Riau is home to various dialects of the Malay and Chinese language. The dominant language used by the Malay population is Riau Malay, on which the national language, Indonesian, is based. The Chinese population speaks a Min Nan language known as Riau Hokkien. This language originated in the southern part of Fujian province in the south-eastern part of China.

[edit] Riau Indonesian

The dialect of Indonesian spoken in this region is considered by linguists as having one of the least complex grammars among the languages of the world (apart from creoles), possessing neither noun declensions, nor temporal distinctions, nor subject/object distinctions, nor singular/plural distinction. For example, the phrase Ayam makan (lit. 'chicken eat') can mean, in context, anything from 'the chicken is eating', to 'I ate some chicken', 'the chicken that is eating' and 'when we were eating chicken'.[5] A possible reason for this is that Riau Indonesian has been used as a lingua franca for communication between different people in this area during its history, and extensive foreign-language use of this kind tends to simplify the grammar of a language used.[6]

Riau Indonesian served as a basis for the modern national language, Indonesian, which however has extensive additional influence from Javanese, Chinese, Arabic, Dutch and English, among others.[citation needed]

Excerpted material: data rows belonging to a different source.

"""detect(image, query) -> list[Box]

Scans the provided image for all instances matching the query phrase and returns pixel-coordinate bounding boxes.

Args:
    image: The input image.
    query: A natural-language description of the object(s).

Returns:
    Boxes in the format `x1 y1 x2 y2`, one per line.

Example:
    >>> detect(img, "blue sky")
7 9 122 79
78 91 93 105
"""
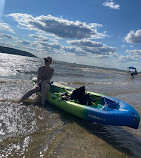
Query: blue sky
0 0 141 71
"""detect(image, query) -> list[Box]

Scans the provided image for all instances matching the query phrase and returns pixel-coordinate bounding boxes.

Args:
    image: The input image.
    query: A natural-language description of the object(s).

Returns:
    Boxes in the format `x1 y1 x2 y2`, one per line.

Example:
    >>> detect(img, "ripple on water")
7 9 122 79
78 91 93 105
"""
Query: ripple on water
0 102 37 142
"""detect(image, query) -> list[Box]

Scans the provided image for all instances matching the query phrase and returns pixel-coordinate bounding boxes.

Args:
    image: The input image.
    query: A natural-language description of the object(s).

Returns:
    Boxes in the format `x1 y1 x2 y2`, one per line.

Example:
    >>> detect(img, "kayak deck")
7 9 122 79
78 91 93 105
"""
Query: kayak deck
50 84 120 111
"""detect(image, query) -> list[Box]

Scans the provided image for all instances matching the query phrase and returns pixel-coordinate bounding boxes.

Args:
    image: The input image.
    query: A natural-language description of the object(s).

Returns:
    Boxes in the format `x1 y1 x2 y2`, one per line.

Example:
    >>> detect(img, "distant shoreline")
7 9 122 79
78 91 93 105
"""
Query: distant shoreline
0 45 37 58
0 45 140 74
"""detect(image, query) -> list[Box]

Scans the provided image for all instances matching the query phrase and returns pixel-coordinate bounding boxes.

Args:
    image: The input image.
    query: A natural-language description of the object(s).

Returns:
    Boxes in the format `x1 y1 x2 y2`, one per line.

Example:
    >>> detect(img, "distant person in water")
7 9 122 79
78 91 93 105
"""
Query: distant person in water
20 57 54 105
130 72 135 79
129 69 138 79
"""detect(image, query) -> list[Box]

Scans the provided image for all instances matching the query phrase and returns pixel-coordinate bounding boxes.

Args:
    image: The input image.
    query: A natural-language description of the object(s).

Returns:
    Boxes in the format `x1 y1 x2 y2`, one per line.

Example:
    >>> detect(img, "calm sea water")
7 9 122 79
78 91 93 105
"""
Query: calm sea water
0 53 141 158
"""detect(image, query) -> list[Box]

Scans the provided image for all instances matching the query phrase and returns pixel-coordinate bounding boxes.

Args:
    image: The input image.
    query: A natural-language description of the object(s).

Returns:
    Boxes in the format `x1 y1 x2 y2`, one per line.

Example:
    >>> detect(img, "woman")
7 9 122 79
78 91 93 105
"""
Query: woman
20 57 54 105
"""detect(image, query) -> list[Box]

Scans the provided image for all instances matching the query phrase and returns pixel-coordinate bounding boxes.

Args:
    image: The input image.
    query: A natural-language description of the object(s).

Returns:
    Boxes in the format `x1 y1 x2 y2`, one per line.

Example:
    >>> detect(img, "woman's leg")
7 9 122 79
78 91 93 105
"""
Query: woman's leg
20 87 40 102
41 82 50 105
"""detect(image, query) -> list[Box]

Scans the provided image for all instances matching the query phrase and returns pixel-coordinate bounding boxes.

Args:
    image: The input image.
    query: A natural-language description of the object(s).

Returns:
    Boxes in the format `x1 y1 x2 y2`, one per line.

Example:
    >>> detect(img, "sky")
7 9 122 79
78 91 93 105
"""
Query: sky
0 0 141 71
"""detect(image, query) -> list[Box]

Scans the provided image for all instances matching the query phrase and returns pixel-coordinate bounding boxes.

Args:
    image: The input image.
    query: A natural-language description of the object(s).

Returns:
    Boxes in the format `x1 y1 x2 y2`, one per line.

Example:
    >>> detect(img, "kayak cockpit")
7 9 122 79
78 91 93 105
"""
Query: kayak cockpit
50 85 120 111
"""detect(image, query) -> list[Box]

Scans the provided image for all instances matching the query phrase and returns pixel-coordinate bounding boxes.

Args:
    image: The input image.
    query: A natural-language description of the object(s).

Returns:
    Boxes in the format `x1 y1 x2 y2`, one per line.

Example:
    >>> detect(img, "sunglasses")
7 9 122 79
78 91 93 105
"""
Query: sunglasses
45 59 52 63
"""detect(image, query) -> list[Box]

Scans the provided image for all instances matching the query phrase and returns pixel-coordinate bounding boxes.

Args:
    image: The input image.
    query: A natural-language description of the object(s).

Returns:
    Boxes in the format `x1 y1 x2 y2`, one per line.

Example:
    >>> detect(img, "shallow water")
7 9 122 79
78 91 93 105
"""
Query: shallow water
0 53 141 158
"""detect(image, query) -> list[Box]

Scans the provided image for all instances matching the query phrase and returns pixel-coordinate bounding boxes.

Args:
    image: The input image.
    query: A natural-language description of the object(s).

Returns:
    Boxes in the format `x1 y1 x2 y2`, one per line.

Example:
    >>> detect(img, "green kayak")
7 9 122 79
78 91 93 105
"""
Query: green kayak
31 77 140 129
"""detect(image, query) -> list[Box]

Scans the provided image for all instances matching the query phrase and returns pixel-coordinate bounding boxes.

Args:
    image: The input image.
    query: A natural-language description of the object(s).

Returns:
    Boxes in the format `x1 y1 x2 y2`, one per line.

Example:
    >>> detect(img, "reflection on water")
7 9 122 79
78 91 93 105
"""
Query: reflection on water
0 53 141 158
0 102 37 141
1 99 141 158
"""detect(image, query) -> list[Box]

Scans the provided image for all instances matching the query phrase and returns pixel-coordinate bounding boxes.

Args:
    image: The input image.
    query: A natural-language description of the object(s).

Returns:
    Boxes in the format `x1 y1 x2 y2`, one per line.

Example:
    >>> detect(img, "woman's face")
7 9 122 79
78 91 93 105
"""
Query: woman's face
45 59 51 66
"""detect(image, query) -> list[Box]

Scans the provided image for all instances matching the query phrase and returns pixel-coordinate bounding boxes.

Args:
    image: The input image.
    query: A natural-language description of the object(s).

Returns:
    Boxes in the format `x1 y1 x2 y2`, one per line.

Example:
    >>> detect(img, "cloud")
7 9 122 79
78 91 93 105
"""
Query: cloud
67 39 103 47
126 49 141 56
31 41 62 53
0 34 17 39
28 34 49 42
0 22 14 33
18 39 31 45
8 13 106 39
124 30 141 44
121 45 126 48
103 0 120 10
32 40 87 55
38 41 62 49
67 39 117 57
63 46 87 56
118 55 140 63
118 49 141 63
82 46 116 55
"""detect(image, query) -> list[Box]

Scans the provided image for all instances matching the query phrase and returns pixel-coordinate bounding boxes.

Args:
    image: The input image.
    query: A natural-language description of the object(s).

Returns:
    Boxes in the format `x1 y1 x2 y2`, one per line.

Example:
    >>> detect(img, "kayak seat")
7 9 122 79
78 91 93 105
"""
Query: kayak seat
70 86 92 106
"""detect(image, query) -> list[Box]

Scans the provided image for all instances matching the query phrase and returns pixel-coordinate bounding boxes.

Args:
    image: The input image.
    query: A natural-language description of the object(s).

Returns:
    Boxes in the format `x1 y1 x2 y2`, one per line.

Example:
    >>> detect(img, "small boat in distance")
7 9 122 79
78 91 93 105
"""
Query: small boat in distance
128 67 138 79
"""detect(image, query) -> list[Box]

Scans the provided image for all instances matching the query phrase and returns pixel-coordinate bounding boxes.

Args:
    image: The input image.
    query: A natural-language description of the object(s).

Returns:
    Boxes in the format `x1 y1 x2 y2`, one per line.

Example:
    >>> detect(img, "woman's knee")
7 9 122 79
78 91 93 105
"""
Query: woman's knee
41 83 50 92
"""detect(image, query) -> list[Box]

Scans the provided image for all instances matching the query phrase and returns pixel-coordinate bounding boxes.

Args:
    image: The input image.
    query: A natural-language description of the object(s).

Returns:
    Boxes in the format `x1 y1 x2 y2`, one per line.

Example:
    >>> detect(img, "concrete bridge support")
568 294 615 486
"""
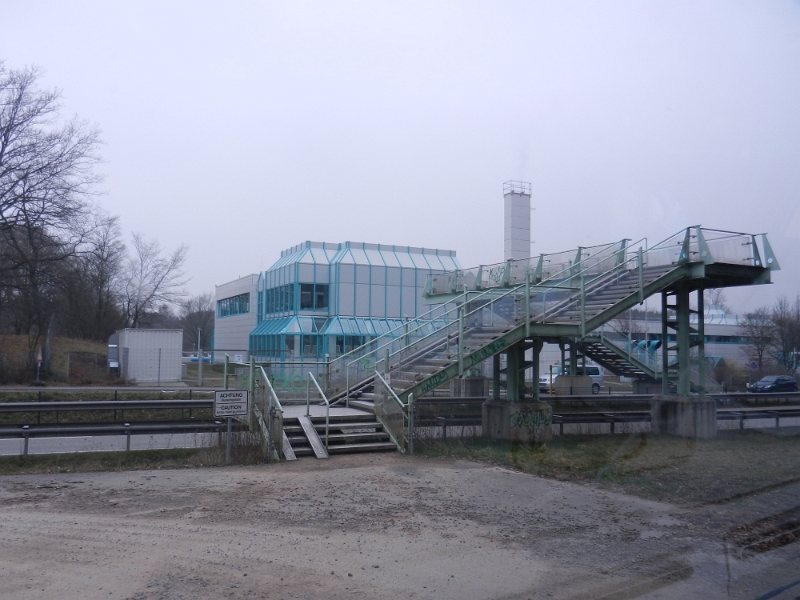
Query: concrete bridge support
483 339 552 443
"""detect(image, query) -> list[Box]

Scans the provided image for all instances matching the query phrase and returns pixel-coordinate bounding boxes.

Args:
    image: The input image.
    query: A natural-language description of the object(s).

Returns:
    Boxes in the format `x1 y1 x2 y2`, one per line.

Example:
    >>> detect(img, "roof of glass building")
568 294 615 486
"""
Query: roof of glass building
267 241 459 272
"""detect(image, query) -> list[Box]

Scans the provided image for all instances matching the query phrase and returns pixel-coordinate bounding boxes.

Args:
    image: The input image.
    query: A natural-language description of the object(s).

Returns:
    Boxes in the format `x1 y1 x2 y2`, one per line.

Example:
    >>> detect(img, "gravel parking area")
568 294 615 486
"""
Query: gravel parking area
0 453 798 599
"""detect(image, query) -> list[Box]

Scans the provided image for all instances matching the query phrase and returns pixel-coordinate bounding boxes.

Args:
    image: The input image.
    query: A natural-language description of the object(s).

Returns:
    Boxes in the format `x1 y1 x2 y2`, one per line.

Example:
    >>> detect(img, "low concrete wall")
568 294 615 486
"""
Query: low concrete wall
482 400 553 443
651 395 716 439
633 380 662 395
554 375 592 396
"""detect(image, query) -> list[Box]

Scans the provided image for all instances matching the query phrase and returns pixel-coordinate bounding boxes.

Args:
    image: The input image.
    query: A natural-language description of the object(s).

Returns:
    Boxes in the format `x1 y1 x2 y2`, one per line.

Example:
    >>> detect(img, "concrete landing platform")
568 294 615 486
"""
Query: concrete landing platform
282 405 373 419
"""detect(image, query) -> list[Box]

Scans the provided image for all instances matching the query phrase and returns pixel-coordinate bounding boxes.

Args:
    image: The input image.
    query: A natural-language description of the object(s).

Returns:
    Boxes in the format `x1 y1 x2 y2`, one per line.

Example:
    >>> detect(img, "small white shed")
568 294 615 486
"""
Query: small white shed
117 329 183 384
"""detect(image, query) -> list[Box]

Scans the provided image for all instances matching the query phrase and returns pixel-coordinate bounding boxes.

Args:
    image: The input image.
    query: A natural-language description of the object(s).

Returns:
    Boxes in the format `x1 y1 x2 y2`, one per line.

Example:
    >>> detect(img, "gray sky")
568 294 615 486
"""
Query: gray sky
4 1 800 312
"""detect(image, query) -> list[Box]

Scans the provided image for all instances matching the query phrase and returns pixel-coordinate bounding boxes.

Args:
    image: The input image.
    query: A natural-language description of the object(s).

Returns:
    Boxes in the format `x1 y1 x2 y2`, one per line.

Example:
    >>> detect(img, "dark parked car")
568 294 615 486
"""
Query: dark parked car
749 375 798 393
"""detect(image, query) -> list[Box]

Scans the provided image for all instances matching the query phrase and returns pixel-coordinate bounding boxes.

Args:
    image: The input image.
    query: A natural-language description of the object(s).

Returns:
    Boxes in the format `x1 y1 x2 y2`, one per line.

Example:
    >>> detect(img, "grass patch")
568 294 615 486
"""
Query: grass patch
417 428 800 505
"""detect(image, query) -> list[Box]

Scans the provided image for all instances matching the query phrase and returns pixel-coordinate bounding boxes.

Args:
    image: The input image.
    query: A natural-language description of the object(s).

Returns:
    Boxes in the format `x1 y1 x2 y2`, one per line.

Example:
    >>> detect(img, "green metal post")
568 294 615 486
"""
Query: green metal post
223 354 229 390
569 343 577 376
531 340 543 402
458 307 464 376
696 288 705 396
580 276 586 338
493 354 501 400
661 292 669 395
761 234 780 270
506 347 520 402
533 254 543 283
525 266 531 338
696 227 712 264
249 356 255 397
324 353 330 393
408 392 414 455
676 283 691 396
637 247 644 304
679 227 692 264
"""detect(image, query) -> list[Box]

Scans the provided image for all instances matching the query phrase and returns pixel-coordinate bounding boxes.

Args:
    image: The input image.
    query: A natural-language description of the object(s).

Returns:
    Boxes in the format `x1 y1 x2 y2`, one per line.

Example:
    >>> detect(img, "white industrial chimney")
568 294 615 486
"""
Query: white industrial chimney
503 181 532 261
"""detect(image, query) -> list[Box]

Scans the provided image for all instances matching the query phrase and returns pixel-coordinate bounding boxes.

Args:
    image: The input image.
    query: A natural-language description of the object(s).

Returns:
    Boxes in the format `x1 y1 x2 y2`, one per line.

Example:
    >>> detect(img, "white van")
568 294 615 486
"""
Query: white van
539 364 604 394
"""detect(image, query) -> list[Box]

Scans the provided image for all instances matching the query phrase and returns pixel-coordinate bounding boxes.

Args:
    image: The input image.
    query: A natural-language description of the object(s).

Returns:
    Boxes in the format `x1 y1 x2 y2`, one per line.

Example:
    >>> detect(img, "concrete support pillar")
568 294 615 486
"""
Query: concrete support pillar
651 395 716 439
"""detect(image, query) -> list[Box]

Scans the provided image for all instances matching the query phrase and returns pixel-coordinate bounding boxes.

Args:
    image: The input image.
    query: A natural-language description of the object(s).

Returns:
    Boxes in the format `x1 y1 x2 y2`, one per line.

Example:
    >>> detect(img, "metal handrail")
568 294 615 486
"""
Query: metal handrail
427 239 628 296
374 369 407 410
306 372 330 449
373 369 415 454
380 228 705 386
259 365 284 414
0 400 212 412
381 237 646 373
336 240 632 398
330 227 724 397
382 240 631 369
342 284 514 400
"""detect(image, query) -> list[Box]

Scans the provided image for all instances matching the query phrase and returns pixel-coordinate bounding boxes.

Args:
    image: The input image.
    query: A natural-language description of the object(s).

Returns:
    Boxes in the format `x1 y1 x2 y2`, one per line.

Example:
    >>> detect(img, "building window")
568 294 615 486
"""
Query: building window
217 293 250 318
299 284 329 311
264 284 296 314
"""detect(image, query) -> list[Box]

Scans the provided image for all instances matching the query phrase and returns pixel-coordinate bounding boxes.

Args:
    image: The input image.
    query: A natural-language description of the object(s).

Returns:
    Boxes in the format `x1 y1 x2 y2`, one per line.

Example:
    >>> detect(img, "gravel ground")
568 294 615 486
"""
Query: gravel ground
0 453 798 599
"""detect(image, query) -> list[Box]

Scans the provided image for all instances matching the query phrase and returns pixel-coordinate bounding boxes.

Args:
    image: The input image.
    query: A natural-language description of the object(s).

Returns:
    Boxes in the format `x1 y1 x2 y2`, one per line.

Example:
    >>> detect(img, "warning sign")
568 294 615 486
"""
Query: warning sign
214 390 249 418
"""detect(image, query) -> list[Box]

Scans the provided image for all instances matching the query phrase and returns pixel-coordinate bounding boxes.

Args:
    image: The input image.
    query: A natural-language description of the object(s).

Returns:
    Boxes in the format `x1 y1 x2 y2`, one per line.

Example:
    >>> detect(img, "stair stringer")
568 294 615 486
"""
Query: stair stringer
579 336 658 380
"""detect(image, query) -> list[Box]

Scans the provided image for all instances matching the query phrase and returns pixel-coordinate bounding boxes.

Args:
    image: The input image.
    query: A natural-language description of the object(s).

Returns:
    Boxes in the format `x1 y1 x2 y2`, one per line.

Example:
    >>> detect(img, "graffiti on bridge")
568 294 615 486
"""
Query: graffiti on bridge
510 407 552 435
270 369 305 391
415 337 509 395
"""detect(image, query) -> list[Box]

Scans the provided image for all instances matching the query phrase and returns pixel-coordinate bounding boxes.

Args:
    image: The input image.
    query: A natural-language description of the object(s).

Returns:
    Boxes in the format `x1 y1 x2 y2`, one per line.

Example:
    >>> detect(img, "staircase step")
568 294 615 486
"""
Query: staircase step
327 442 398 454
307 414 377 423
326 432 390 443
311 421 384 430
347 400 375 413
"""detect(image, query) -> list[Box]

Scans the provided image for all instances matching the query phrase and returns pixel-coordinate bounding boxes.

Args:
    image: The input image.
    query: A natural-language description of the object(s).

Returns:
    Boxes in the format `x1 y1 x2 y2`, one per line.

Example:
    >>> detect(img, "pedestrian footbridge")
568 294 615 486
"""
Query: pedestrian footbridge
245 226 779 457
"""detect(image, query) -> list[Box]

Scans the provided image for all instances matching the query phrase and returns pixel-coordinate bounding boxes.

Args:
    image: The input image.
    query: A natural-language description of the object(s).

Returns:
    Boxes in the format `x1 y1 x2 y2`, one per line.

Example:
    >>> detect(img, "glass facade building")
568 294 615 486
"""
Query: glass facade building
249 241 459 361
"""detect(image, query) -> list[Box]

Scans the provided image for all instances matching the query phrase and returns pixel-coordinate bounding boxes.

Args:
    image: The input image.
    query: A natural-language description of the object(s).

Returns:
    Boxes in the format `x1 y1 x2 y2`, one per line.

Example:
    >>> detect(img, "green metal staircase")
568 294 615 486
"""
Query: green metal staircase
274 227 779 453
578 335 658 380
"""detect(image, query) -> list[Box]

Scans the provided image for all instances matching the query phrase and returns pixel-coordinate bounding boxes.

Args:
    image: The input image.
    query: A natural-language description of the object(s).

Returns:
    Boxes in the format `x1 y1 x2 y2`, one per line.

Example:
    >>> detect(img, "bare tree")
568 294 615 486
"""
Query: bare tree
0 62 99 261
57 214 126 339
770 296 800 374
704 288 729 312
739 306 774 372
0 62 101 371
180 293 214 351
123 233 188 328
83 214 126 335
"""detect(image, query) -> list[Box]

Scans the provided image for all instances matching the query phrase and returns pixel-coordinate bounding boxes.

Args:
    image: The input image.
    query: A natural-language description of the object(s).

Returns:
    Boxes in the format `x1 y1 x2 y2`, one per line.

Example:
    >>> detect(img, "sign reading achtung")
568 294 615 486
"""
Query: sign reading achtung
214 390 249 418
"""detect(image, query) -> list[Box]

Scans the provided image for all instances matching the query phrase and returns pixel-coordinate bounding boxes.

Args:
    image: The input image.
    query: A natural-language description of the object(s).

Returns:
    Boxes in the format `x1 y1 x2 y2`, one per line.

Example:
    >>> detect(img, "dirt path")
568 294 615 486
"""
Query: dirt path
0 453 797 599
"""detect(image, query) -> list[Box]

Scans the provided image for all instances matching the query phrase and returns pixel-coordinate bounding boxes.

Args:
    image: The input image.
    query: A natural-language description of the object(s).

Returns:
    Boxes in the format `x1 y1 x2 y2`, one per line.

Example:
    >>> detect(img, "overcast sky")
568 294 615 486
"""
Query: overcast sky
3 1 800 312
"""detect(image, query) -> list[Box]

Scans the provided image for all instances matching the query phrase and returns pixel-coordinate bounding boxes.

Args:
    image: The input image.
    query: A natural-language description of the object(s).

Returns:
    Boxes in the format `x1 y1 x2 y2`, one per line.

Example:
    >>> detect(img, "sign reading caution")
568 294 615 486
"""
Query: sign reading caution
214 390 249 418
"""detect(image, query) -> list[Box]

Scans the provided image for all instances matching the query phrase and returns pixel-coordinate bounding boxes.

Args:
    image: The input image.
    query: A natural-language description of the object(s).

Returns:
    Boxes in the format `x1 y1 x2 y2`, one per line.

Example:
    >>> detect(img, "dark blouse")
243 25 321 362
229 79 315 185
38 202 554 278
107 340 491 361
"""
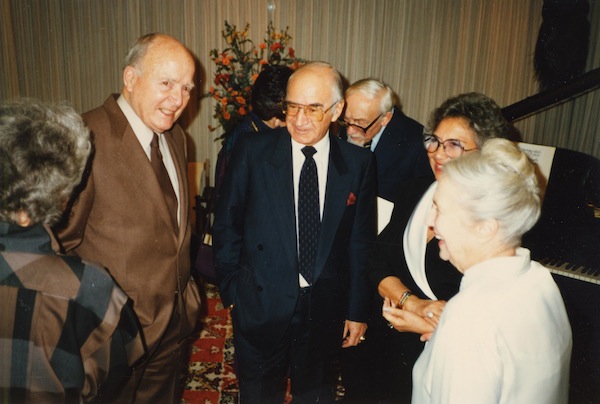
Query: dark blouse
424 238 463 301
369 176 462 301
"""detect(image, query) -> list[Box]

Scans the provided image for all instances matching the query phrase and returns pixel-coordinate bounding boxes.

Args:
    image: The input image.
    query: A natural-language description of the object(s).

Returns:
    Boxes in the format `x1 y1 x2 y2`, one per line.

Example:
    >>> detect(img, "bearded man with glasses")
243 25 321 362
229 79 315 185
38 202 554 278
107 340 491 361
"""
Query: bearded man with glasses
213 61 377 403
338 79 431 204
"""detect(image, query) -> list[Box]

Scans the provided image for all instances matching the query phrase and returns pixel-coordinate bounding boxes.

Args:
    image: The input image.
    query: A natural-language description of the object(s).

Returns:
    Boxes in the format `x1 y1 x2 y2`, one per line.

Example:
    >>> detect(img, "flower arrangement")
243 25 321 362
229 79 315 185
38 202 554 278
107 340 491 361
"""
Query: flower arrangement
207 21 304 140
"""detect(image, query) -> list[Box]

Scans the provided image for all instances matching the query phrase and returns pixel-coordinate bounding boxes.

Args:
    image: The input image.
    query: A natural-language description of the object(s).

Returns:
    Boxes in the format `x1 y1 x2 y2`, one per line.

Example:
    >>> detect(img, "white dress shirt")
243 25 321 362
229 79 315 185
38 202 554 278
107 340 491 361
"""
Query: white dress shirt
117 95 181 224
291 134 330 286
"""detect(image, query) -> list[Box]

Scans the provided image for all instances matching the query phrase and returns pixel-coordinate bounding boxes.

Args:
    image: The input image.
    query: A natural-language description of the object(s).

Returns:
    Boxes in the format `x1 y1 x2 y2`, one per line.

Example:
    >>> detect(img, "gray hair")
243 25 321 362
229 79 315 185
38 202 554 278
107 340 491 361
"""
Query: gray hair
0 99 91 226
442 138 541 247
123 33 159 72
345 79 395 115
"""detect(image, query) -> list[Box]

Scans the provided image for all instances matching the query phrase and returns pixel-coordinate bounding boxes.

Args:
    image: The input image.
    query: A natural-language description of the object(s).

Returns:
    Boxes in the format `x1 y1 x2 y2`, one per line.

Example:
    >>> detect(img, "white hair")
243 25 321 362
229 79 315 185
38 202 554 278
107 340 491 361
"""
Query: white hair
345 78 395 114
442 138 541 247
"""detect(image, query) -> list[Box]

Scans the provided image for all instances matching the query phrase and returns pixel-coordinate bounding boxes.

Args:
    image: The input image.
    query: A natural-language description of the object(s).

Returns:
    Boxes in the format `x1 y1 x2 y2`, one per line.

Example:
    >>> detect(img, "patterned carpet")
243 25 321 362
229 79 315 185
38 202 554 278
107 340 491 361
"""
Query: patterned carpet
183 282 240 404
183 281 343 403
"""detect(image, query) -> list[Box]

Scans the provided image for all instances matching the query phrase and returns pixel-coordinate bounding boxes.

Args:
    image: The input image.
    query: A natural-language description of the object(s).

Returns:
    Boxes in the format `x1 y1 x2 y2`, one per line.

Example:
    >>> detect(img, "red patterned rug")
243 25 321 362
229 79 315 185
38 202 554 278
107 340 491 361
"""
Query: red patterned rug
183 282 343 403
183 282 240 404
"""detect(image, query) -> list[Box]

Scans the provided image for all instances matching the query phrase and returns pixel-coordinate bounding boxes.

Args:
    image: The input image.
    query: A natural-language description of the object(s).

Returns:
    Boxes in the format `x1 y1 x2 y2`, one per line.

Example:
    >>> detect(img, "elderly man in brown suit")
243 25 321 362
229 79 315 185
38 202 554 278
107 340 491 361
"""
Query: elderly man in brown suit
55 33 201 403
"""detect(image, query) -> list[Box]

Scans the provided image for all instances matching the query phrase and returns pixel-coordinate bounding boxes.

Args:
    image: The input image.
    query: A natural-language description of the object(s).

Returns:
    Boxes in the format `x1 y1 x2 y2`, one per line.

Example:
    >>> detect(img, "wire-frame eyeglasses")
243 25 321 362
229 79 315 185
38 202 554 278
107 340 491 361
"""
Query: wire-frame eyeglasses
281 100 340 122
423 133 478 158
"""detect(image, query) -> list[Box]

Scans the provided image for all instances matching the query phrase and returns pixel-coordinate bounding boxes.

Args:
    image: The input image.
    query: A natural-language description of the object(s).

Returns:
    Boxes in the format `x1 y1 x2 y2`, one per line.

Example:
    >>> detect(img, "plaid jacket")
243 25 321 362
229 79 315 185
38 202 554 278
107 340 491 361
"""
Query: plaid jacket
0 222 146 402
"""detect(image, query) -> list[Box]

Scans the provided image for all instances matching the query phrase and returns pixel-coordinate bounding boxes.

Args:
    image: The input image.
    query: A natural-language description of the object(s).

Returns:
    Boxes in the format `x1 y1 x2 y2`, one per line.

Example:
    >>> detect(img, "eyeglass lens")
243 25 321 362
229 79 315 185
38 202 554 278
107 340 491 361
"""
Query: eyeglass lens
340 114 382 134
423 134 469 157
282 101 337 122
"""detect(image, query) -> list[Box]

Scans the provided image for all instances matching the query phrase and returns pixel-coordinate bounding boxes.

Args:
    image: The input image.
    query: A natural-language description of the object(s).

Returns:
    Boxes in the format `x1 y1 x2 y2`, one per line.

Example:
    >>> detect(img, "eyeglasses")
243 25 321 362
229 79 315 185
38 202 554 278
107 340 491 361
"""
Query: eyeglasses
338 114 383 134
281 100 339 122
423 133 478 158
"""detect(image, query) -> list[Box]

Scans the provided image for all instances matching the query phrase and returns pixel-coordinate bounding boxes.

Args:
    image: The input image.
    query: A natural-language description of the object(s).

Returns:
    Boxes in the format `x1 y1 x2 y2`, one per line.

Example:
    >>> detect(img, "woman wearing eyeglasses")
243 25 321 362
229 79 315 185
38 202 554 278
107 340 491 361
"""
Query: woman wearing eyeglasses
344 92 512 403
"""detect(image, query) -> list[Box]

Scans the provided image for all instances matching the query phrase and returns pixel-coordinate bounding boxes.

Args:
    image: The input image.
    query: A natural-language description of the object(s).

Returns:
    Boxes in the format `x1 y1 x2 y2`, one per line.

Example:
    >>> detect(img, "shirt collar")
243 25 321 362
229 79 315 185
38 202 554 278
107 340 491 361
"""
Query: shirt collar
461 247 531 292
370 107 394 151
117 94 156 147
291 131 331 159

[edit] Cities and Regencies

Riau in Sumatra. Lithography to an original watercolor by J.C. Rappard. ca. 1883-1889.

[edit] Economy

The economy of Riau expanded faster (8.66% in 2006) than the Indonesian average (6.04% in 2006). Largely a resource-based economy, including crude oil (600,000 bpd), palm oil and other forest products. Local government income benefits from a greater share of revenue of tax (mainly crude oil) due to the decentralization law in 2004.[7]

[edit] Ecology

Deforestation of peat swamp forest for oil palm plantation in Indragiri Hulu

The province was once heavily forested lowlands, but with palm oil plantations and logging being major industries it is losing around 2,000 square km of forest per year. In 2005 the forest cover was down to 33% (or 27.000 square km) from 78% (or 64.000 square km) in 1982.[8]

Riau regularly suffers, from smoke and haze due to land-clearing fires for oil palm plantations during the two dry seasons a year that occur (late Jan - early March and again June - September). The fires occur because small - medium size business, community cooperation units (KUD's), and individual community members "slash and burn" the forest vegetation and replace it with oil palm and/or rubber plantations. Fire is still viewed by the people and government officials as a useful and inexpensive tool for clearing land for oil palm (which is everyone's desire to own at least 2 hectares for financial security), despite the environmental impacts on forest destruction, air quality, green-house gas emissions and effects of smoke/haze on the health of children, elderly, and general population.

Being a province with a predominantly low relief, the coastal regions are rapidly losing land to the ocean.